The Orange County Housecleaners book features Julieta Noemi (Mimi) Lopez, Esperanza Mejia, Leidi Mejia, Tina Parker, Sharon Risley, Victoria Rua, and Sara Velazquez. In this book seven women tell their life stories. Each one of them began with her childhood and talked about whatever she thought was important in her life. All women work or recently worked as housecleaners.

Libreria Martinez, 1110 N. Main Street Santa Ana, CA 714-973-7900

That's it for me -- I'm way too busy for a guy my age so this week's post is quick. My La Bloga comrades have all produced excellent posts this week. Make sure you scroll down or use the links to the left to look over their contributions.


1 comment:

Paco said...

Coolness. I'll be in San Antonio then, pues yo tendra que pasar por esos eventos con mis sobrinos.

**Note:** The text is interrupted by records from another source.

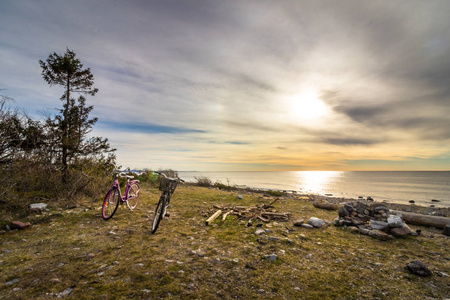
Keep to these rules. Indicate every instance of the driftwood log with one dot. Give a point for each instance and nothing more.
(213, 217)
(326, 205)
(409, 218)
(418, 219)
(265, 213)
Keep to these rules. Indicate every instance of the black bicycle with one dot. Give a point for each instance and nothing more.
(167, 186)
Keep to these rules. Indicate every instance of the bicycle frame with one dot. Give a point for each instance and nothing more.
(128, 184)
(130, 197)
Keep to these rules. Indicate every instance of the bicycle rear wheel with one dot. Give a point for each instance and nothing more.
(110, 204)
(159, 212)
(133, 196)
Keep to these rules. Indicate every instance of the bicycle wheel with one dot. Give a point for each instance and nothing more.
(110, 204)
(133, 196)
(159, 212)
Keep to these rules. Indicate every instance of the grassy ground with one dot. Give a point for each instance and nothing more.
(76, 254)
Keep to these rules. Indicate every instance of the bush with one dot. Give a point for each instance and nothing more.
(203, 181)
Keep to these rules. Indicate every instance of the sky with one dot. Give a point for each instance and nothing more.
(237, 85)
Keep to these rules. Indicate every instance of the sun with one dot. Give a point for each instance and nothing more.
(307, 106)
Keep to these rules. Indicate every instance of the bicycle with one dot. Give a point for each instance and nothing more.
(114, 195)
(167, 185)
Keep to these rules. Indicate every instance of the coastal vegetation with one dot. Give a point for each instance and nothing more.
(55, 158)
(76, 254)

It's amazing how much of our history and culture I've picked up at these events. The way we're "taught" history in our schools, it's like selective amnesia in the US textbooks. They try to almost delete the Mexican War, in my book as a kid they even tried to make it out like Anglos brought civilization to the heathen darkies south of the border. No mention of the fact that the US invaded Mexico in the first place to spread slavery there, which Mexico had banned in Texas and the SW-- I guess it doesn't fit in well with the usual Manifest Destiny BS about how much more civilized the Anglos were, does it?!!

One of the Heritage celebrations a while ago around Tucson, they actually went through talking about the Treaty of Cahuenga and the main one concluding the Mexican War itself.

That's the first time I ever heard about all the lies we're still fed even today in the media. Spanish got specific protection as a language *for public use* in the post-Mexican War treaties, and that means to be used in the offices and schools, and governments as well as in old-fashioned town councils. So all this crap from the Anglos about how using Spanish in school is evil, all this BS where they'd beat us for using Spanish on the playground? They're just a bunch of moron lawbreakers themselves-- Spanish is equal as English under the laws governing the Texas and SW annexation.

Es asi amigo, es la verdad que los Anglos desesperadamente temieron que averiguariamos, y ahorita no pueden mas escoger la verdad de nosotros. No voy a aguantar nunca mas las quejas idioticas de los racistas aqui!